You are close with this: "The problem is all the authorities (centers of power) who run the system and desire to CONTROL the people with this media. Eliminate 'money' and the people could relate as equals and then solve the societies problems with their creativity"
But you got it flip-flopped. Eliminate government, not money, and we will have peace and prosperity on earth.
Theory of Money and Credit
http://mises.org/books/tmc.pdf
It almost seems like there is a messianic complex there with the "crash JP Morgan" and now GIABO movement. Of course, I agree with buying silver and crashing Morgan.
The Israelites of old needed not the state until they so foolishly coveted one.
If you read William Engdahl's "Gods of Money", he very well describes essentially what the American Century was, it was that old corporate Council on Foreign Relations, military-industrial-complex, Rockefeller, etc. crew who took over the nation and killed multiple millions of people around the world. We could have definitely done without that.
The only Max material I've found useful has been the banker muckraking, but that is kind of where the buck stops. And it kind of gets tiring after a while. Some have said "controlled opposition."
I don't really like that Stacy chap either.
Just as I learned that geopolitics is one of the best ways to explain world events, discovery of the Austrian School seems to be the best way to explain economics.
Max identifies the problem as: Govts.--which he believes were originally est. by and for "the people" (i.e., Everyman)--have been subverted by Evil Corporations which now own and control them.
HIs solution: "We the people" need to go march in the street and demand this same Corporate-owned govt. pass more laws/regulations on top of the 10's of thousands already on the books--ahhh, but THESE laws and regulations...well, THESE will be the magical ones which solve the problem!
Questions for Max:
Why do you think the Corporate-owned govt. (this is YOUR assertion not mine!) would ever pass laws/regs that would seriously put a hurting on the SAME Evil Corporations which own them?

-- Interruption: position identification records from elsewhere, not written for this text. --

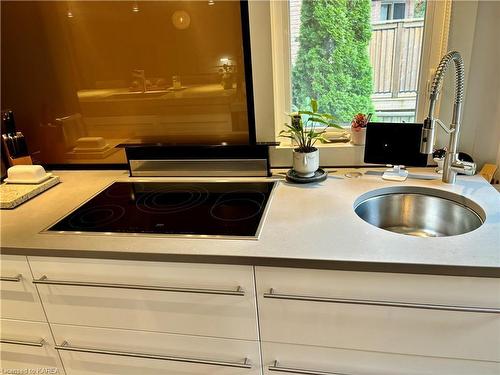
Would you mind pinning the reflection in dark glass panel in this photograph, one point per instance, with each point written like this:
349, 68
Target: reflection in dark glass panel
85, 76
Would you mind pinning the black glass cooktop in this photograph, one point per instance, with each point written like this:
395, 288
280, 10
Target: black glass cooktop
175, 208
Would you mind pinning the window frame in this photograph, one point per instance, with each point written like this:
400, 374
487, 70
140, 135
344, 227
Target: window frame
271, 116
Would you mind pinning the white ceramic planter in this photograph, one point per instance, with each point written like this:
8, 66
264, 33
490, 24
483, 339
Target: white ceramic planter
306, 163
358, 137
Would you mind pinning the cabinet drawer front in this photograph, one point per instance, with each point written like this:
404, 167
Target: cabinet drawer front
200, 299
324, 321
27, 346
19, 299
299, 359
86, 351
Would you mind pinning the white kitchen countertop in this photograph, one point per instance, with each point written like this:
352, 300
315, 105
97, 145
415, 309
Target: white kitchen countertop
306, 226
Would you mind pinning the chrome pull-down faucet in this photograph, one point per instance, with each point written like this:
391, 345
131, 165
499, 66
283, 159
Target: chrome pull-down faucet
451, 163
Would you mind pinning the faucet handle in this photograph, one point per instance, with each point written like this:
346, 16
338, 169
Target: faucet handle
465, 167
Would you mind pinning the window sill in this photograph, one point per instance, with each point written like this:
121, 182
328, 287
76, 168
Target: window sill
330, 154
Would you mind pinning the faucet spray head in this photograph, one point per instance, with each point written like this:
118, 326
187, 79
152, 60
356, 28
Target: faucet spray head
427, 137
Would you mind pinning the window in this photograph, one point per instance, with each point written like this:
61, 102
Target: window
353, 63
392, 95
391, 11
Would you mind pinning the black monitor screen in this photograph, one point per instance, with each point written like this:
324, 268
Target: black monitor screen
394, 143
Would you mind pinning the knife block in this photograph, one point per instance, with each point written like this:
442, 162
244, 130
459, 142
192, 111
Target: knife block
22, 160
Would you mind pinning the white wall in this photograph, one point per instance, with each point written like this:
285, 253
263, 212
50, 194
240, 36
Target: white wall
475, 32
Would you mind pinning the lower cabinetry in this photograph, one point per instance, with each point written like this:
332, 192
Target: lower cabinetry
18, 295
416, 316
27, 348
131, 317
314, 360
185, 298
89, 351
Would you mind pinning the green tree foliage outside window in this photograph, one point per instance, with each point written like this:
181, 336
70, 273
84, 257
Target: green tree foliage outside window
333, 63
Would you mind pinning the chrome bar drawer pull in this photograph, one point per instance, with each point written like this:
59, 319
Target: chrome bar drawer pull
15, 279
244, 364
277, 368
45, 280
21, 342
273, 294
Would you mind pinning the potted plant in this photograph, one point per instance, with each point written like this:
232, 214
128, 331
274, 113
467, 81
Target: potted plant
305, 129
358, 128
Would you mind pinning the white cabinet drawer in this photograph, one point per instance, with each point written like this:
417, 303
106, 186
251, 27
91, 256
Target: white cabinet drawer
310, 307
199, 299
19, 299
28, 348
310, 360
93, 351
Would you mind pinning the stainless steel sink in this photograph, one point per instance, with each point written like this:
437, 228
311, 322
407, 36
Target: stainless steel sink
418, 211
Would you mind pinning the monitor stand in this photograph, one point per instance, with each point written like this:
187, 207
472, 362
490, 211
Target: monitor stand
396, 173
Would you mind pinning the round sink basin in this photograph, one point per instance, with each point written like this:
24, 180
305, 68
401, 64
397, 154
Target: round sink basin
418, 211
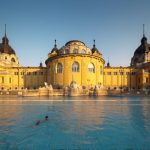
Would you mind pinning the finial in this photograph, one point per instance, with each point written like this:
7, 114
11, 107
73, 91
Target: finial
5, 30
94, 43
55, 44
143, 30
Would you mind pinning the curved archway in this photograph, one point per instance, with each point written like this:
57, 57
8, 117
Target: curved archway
13, 60
91, 68
75, 67
59, 68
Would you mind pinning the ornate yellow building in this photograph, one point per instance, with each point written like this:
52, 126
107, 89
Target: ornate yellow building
75, 62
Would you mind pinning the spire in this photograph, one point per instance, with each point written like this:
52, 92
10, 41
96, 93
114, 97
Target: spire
5, 30
5, 39
108, 64
143, 30
55, 44
144, 39
94, 44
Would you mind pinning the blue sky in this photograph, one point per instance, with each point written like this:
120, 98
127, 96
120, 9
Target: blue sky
116, 25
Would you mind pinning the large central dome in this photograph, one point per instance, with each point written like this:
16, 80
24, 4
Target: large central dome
74, 42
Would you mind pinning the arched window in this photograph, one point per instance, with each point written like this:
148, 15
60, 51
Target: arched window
59, 68
75, 67
83, 51
101, 70
66, 51
75, 51
91, 68
13, 60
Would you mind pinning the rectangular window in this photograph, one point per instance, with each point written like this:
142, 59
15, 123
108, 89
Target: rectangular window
121, 73
2, 79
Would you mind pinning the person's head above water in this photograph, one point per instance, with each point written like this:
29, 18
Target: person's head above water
46, 117
38, 122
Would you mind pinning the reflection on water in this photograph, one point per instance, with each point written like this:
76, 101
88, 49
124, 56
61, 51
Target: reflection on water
75, 123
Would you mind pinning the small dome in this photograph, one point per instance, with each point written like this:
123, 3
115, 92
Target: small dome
73, 42
94, 49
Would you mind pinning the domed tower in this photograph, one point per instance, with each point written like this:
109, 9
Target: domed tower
75, 62
8, 56
142, 53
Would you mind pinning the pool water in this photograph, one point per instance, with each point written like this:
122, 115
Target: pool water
88, 123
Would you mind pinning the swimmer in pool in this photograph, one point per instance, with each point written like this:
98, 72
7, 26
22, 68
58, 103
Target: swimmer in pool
41, 121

What makes you think YOUR preferred laws/regulations would do any more good than the 1000's of regulations that have been passed every year for decades?
You know, that was approximately what I thought (your point of view) of the problems too, a while ago...
Then I attempted to imagine I am building a country, a new country. I asked myself how would I secure it from what ills us today? What specific mechanisms and protections must be in place?
What I have realized was somewhat darker.
I now believe that most if not of our problems were not given to us by corporations, or even the government, but instead, by the people themselves, or more properly by the large part of "the people" that wanted something the easy way, and then knowingly or unknowingly agreed to how specifically that can be achieved.
What you seem to be saying is that some form of slavery (that's all govt. really is) is inevitable.
That humanity is forever doomed to be lorded over by a small ruling-class which plays the divide-and-conquer game.
You are right that folks, generally, choose the path-of-least-resistance. However, very few take this to the extreme and predate on others. I think this is the key thing to remember.
Most folks reject violence, the problem is that they've been conditioned (esp. in the last 100 or so years w/the expansion/domination of govt.-indoctrination/schooling) to overlook the violence which underpins the political system.
I guess the hope of liberty-lovers is that humanity will, eventually, come to see this violence and reject it...remember, chattel slavery existed for 1000's of years before disappearing...but disappear it did.